The last three years in L.A., Robert Woods averaged more than 132 targets per season, with Jared Goff under center. Through four games alongside Matthew Stafford, the underrated wideout has seen just 25 targets, catching 15 passes for 172 yards and two touchdowns.

During Sunday's blowout loss to Arizona, Woods caught a garbage-time TD and flipped the ball away. The reaction was viewed as the veteran frustrated by his role in the offense.

That's not how Sean McVay saw it. The Rams coach said Woods was simply frustrated by the offensive struggles last week.

"I'm not worried about Robert Wood's demeanor and disposition," McVay said, per the team's official transcript. "He's a captain. He was frustrated because I think that was a flip of, 'we scored', but that was a frustrating day for all of us. Nobody wants to be in that situation with the standards, the expectations that we have. But if you look at that drive, you talk about a guy that's competing the right way. He made a handful of plays on that drive. Looked at him compete without the ball on the one screen that we threw to Van Jefferson.

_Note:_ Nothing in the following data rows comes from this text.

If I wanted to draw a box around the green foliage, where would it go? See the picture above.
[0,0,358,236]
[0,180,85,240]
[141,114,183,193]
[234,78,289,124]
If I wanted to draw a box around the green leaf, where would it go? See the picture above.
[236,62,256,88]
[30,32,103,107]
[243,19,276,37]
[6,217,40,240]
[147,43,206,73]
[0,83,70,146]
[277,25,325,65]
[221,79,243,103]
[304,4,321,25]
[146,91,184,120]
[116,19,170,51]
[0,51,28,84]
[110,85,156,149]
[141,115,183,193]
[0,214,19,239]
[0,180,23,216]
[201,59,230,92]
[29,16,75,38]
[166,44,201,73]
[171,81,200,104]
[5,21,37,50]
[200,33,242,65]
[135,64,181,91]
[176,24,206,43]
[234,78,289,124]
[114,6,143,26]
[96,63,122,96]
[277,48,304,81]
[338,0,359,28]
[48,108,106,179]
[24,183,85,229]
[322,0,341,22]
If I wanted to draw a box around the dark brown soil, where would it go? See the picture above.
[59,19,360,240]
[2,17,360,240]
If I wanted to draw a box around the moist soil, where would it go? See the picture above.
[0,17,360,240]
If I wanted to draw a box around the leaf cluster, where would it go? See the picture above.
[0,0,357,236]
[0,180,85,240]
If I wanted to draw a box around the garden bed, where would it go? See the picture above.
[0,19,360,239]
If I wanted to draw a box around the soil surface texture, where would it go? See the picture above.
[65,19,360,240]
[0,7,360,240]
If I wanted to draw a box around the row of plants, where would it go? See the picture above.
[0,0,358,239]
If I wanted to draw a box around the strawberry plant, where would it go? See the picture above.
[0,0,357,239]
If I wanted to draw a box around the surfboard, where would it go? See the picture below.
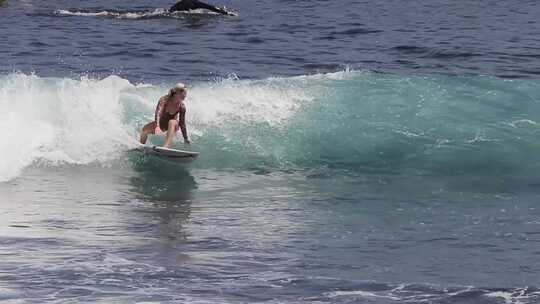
[134,145,199,163]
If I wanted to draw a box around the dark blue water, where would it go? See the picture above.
[0,0,540,304]
[0,0,540,82]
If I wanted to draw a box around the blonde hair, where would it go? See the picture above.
[167,82,187,98]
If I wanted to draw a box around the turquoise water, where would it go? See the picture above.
[0,0,540,304]
[0,71,540,303]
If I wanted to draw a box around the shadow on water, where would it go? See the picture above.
[129,153,197,240]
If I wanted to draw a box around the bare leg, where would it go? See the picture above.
[139,121,156,145]
[163,119,178,148]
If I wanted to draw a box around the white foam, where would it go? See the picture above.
[0,73,316,181]
[0,74,134,181]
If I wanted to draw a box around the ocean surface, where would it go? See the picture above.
[0,0,540,304]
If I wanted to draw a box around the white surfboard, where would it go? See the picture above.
[135,145,199,163]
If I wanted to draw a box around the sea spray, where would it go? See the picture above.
[0,71,540,180]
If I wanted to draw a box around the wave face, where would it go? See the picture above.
[0,71,540,181]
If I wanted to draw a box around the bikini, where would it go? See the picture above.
[159,109,180,131]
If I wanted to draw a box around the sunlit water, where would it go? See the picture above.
[0,0,540,304]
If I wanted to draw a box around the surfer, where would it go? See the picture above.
[140,83,191,148]
[169,0,234,15]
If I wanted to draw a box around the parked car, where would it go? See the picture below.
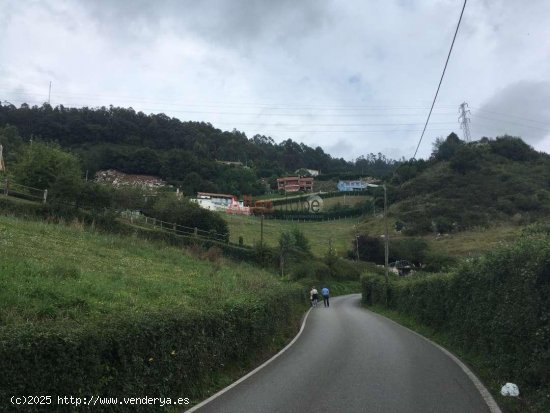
[388,260,414,276]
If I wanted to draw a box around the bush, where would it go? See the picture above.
[0,286,302,412]
[362,231,550,408]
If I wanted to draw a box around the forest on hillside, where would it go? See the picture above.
[0,103,399,195]
[389,133,550,235]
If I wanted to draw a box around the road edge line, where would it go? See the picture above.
[183,308,312,413]
[370,307,502,413]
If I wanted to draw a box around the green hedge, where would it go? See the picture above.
[362,236,550,408]
[0,285,303,412]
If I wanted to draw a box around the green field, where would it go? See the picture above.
[224,215,361,256]
[0,217,298,325]
[224,206,524,257]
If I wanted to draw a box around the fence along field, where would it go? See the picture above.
[0,217,302,411]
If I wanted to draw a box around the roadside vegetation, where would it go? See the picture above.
[362,224,550,413]
[0,217,306,408]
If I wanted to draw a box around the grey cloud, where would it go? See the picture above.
[80,0,330,48]
[471,80,550,144]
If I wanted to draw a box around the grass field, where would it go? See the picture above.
[224,215,361,256]
[224,208,524,257]
[0,217,298,325]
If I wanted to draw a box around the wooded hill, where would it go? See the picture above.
[389,133,550,234]
[0,104,397,195]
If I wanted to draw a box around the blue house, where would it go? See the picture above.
[336,181,367,192]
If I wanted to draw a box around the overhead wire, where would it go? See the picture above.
[412,0,468,159]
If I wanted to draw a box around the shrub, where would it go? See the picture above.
[362,235,550,406]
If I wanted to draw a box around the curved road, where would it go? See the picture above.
[191,294,498,413]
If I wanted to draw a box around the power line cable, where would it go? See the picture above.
[412,0,468,159]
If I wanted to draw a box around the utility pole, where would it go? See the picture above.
[458,102,472,142]
[382,184,390,292]
[0,145,6,171]
[260,214,264,248]
[367,184,390,307]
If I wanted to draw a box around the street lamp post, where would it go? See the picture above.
[367,184,390,305]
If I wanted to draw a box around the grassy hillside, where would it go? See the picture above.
[0,217,298,325]
[0,216,306,411]
[224,215,361,256]
[389,134,550,234]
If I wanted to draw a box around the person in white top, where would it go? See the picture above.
[309,286,319,307]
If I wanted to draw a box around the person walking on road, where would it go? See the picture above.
[321,287,330,307]
[309,286,319,307]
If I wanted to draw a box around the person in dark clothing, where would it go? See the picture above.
[309,286,319,307]
[321,287,330,307]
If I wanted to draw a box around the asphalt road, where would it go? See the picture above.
[189,294,496,413]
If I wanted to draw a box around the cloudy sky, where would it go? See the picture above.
[0,0,550,160]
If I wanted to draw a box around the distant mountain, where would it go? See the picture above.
[389,133,550,234]
[0,104,397,195]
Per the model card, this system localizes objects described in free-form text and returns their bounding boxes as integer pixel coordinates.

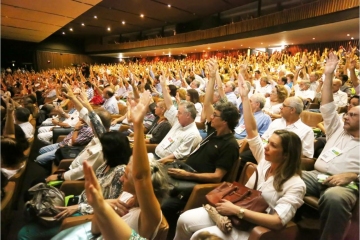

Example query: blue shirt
[234,111,271,139]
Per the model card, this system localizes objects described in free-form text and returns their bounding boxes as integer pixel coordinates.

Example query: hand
[105,198,135,217]
[215,199,239,216]
[63,83,75,99]
[238,73,250,97]
[130,91,151,124]
[324,52,339,74]
[168,168,189,179]
[83,160,106,213]
[206,58,219,78]
[45,174,57,182]
[54,205,78,220]
[51,119,59,125]
[323,173,357,187]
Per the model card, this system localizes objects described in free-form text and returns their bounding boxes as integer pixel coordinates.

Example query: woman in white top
[263,85,288,119]
[174,62,305,240]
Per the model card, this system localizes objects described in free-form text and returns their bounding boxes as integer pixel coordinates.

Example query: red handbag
[205,170,269,231]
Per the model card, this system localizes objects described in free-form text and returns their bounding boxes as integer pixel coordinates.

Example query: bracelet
[57,173,62,180]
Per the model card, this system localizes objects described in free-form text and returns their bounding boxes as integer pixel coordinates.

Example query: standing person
[174,63,305,240]
[303,53,360,240]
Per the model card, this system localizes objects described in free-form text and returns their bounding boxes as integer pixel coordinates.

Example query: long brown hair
[274,130,302,192]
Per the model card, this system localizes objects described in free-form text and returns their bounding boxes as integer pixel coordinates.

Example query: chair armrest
[248,222,299,240]
[184,183,220,211]
[60,180,85,196]
[59,214,94,232]
[146,143,157,153]
[53,127,74,143]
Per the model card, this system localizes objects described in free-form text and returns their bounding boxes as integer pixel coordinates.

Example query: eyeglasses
[343,113,359,118]
[211,113,221,118]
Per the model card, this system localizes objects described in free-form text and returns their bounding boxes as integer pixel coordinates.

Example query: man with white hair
[234,93,271,140]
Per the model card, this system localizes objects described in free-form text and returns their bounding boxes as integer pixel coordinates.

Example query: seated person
[35,119,94,165]
[174,64,306,240]
[53,90,169,240]
[18,132,131,239]
[155,76,201,159]
[303,53,360,239]
[161,59,239,237]
[235,93,271,140]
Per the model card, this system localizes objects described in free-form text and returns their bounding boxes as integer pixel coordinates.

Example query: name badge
[235,125,245,134]
[320,147,342,162]
[161,137,174,149]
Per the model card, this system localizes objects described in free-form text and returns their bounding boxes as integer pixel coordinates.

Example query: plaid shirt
[60,125,94,147]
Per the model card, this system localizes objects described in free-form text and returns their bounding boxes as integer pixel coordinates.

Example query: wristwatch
[236,207,245,219]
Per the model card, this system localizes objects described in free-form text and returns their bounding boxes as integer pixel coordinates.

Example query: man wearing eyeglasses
[302,53,360,240]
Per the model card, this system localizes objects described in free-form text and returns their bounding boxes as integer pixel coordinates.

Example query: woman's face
[264,134,284,163]
[120,160,136,195]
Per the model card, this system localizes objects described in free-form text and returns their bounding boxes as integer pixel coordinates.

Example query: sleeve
[274,177,306,226]
[248,135,265,163]
[164,105,177,126]
[320,101,343,139]
[173,132,201,159]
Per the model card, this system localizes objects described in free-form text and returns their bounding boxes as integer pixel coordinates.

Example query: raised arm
[321,52,339,104]
[131,91,161,238]
[238,68,259,139]
[159,73,173,109]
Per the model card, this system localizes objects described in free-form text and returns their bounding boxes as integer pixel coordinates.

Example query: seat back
[238,162,257,185]
[154,215,169,240]
[300,111,323,128]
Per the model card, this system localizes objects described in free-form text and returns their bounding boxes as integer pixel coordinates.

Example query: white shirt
[155,106,201,159]
[18,122,35,139]
[261,118,315,158]
[294,84,315,101]
[315,102,360,175]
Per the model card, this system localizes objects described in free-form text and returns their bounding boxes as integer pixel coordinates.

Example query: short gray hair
[251,93,266,109]
[287,97,304,115]
[179,101,196,119]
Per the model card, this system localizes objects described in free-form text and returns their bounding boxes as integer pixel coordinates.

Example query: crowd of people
[1,45,360,239]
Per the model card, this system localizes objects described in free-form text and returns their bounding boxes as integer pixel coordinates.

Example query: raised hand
[83,161,105,212]
[324,52,339,74]
[131,91,151,124]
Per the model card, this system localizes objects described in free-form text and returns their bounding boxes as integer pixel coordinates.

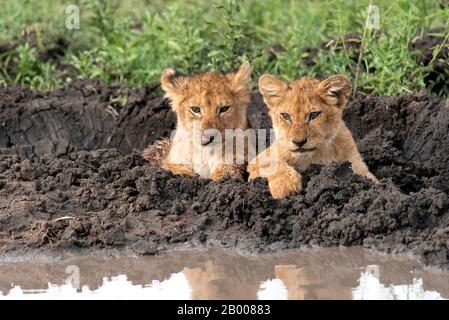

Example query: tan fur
[248,75,377,198]
[145,63,251,180]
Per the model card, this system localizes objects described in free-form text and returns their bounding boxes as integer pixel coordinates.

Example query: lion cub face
[259,75,351,156]
[161,63,251,146]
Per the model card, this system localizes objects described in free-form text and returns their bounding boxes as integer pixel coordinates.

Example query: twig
[51,216,75,223]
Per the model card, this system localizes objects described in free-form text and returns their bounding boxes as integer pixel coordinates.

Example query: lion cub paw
[268,166,302,199]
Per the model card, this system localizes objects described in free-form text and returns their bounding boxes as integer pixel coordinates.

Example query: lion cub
[248,75,377,198]
[143,62,251,180]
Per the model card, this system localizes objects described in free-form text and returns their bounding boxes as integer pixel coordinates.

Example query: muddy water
[0,248,449,299]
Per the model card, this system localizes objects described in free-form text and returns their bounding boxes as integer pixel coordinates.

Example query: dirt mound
[0,81,449,267]
[0,80,175,157]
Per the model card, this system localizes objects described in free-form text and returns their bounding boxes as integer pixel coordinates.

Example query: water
[0,248,449,300]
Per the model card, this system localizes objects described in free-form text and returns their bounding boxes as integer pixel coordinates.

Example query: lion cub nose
[293,138,307,148]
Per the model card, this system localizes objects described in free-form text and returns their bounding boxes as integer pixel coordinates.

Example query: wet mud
[0,80,449,268]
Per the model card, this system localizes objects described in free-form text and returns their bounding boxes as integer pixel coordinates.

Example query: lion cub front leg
[267,163,302,199]
[211,164,245,180]
[162,163,195,177]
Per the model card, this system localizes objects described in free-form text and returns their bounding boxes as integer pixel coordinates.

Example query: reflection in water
[352,266,443,300]
[0,248,449,299]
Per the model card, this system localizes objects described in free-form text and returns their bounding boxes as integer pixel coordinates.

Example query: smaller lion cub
[248,75,377,198]
[143,62,251,180]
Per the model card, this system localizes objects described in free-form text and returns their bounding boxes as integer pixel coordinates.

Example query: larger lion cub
[248,75,377,198]
[144,63,251,180]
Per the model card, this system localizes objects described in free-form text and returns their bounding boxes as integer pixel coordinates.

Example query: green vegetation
[0,0,449,95]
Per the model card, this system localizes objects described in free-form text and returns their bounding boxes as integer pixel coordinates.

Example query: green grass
[0,0,449,95]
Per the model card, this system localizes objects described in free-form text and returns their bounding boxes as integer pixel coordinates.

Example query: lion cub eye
[309,111,321,122]
[218,106,231,115]
[281,113,292,123]
[190,107,201,115]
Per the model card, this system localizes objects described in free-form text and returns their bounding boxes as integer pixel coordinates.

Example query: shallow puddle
[0,248,449,299]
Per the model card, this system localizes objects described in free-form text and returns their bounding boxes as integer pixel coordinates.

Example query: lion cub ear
[318,76,351,109]
[259,74,288,108]
[226,62,251,105]
[161,69,188,100]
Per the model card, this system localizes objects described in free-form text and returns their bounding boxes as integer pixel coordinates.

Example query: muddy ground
[0,80,449,267]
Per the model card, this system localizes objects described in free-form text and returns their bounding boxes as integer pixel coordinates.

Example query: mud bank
[0,81,449,267]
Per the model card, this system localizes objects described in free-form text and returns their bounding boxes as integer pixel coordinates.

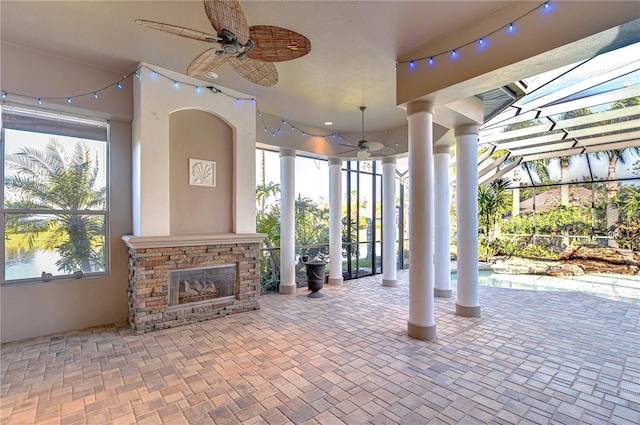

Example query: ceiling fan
[136,0,311,87]
[340,106,396,161]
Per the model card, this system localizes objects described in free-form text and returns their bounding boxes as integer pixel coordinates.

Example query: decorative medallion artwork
[189,158,216,187]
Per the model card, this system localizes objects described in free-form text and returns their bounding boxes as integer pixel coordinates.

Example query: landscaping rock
[560,245,638,266]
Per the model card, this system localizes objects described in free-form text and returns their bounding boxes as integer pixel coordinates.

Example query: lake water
[451,272,640,305]
[4,249,66,280]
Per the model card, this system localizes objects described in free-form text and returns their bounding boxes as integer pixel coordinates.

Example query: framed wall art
[189,158,216,187]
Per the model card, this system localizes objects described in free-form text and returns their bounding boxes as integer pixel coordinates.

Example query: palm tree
[478,177,511,262]
[5,139,106,272]
[592,146,640,246]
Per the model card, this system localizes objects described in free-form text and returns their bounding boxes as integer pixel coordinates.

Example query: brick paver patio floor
[0,271,640,425]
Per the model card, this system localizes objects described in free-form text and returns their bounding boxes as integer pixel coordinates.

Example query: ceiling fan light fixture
[357,149,370,161]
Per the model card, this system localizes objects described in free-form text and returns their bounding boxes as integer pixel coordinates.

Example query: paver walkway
[0,271,640,425]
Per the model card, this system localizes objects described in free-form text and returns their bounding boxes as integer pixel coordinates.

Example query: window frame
[0,102,111,287]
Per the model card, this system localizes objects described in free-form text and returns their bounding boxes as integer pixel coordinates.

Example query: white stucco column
[329,158,344,286]
[382,157,398,286]
[433,146,451,298]
[279,149,296,294]
[455,125,481,317]
[407,101,436,340]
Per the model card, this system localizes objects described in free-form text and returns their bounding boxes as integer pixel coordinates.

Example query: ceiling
[0,0,511,132]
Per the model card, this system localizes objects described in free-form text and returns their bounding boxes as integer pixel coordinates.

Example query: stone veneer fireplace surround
[122,234,265,335]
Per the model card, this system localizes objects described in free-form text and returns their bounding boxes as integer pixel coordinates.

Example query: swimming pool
[451,271,640,305]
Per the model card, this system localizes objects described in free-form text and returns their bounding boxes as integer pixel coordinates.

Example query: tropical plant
[5,139,106,272]
[591,97,640,243]
[256,182,329,292]
[614,186,640,219]
[478,178,511,261]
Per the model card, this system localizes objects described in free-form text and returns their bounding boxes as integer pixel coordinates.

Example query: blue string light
[395,1,553,67]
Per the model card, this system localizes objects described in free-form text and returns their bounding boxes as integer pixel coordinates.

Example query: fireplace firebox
[169,264,237,307]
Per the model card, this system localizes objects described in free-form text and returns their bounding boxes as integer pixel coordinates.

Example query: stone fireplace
[123,234,262,334]
[122,64,266,334]
[169,263,238,308]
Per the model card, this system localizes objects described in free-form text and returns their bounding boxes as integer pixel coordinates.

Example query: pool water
[451,271,640,305]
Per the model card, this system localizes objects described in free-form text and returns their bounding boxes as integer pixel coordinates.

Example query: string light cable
[395,1,553,71]
[0,65,400,148]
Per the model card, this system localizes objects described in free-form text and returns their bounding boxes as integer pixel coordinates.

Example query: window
[0,104,109,283]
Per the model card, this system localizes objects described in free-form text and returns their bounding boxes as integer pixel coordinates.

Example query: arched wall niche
[169,109,234,235]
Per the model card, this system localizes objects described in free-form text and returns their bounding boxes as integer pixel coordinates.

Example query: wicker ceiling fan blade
[187,48,231,77]
[204,0,249,45]
[229,58,278,87]
[136,19,220,43]
[247,25,311,62]
[369,145,396,156]
[358,140,384,151]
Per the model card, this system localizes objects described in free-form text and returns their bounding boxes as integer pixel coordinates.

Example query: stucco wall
[169,109,233,235]
[0,43,133,342]
[133,64,256,236]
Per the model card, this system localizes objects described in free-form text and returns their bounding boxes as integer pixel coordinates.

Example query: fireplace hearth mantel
[122,233,267,249]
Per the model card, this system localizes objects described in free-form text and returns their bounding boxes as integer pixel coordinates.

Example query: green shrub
[514,244,559,260]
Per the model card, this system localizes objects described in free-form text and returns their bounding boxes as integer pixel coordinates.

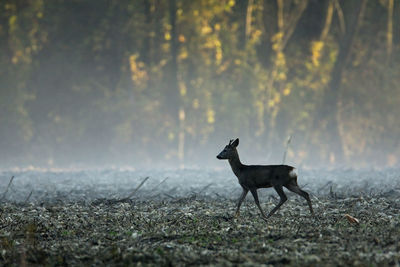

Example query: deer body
[217,139,314,219]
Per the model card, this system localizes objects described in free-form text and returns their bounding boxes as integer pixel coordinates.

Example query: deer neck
[229,151,243,177]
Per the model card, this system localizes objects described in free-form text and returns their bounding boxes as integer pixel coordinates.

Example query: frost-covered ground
[0,167,400,203]
[0,169,400,266]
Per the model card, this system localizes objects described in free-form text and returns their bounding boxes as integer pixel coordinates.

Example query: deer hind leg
[285,182,314,216]
[267,185,287,218]
[250,189,268,220]
[235,188,249,217]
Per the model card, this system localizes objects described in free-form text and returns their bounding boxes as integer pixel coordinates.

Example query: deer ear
[232,138,239,147]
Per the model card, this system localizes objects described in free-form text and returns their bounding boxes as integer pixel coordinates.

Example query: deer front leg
[267,185,287,218]
[235,187,249,217]
[250,189,268,220]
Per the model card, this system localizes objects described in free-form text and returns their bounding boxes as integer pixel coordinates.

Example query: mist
[0,0,400,172]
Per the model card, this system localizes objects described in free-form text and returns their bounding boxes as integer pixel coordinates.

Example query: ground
[0,194,400,266]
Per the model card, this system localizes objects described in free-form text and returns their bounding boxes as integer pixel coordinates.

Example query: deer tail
[289,167,297,184]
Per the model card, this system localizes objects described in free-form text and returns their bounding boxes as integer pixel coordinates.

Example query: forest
[0,0,400,168]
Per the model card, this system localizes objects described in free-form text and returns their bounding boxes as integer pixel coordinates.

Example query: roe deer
[217,138,314,220]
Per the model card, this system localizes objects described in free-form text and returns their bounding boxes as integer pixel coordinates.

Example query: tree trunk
[314,0,366,164]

"This guy's a stud in every sense of the word. It is important to be able to get a handful of guys involved. That's something that I always want to continue to be intentional about. I think that's one of the benefits that we do have is we've got five eligibles. Want to be able to spread that wealth while also making sure that sometimes I'm calling plays where guys are the primary and the coverage doesn't necessarily dictate where the read goes. So, when Robert's involved, that's a good thing for the Rams offense. That's something that we want to continue to see displayed, but Robert is a leader, he's a captain and he's been doing a great job up to this point. We just need to get him some more opportunities and that starts with me."

Woods' frustration would be understandable. He's been an afterthought as Stafford favors Cooper Kupp, who has generated 46 targets -- 11.5 per game -- in four weeks. Of Woods' four-catch, 48-yards-and-a-score performance in Week 4, 3/30/1 came in garbage time with the Rams trailing 37-13.

It's not unusual for Stafford to zero in on one receiver for stretches of a season. During his time in Detroit, he often fed targets to his favorite wideouts. It's one byproduct of having a laser arm; you feel you can fit the ball into any window at any time. As with anything else, there is good and bad that come with force-feeding one player, as evidenced by Sunday's struggles after the Kupp-Stafford combo dominated for three weeks.

Generally, in Detroit, however, when Stafford had multiple good receivers, the ball eventually spread its way around. Even in Calvin Johnson's heyday, Golden Tate and Nate Burleson still ate plenty well as second-fiddles. It was the years that Detroit didn't have a healthy complement that all the targets went towards Megatron.

Woods remains a good wideout, and eventually, as defenses adjust to take away Kupp, his opportunities will open up.

Those chances could come Thursday night against a Seahawks defense that has struggled to slow opposing pass offenses through the first four weeks of the season, ranking 27th in pass defense DVOA, per Football Outsiders metrics.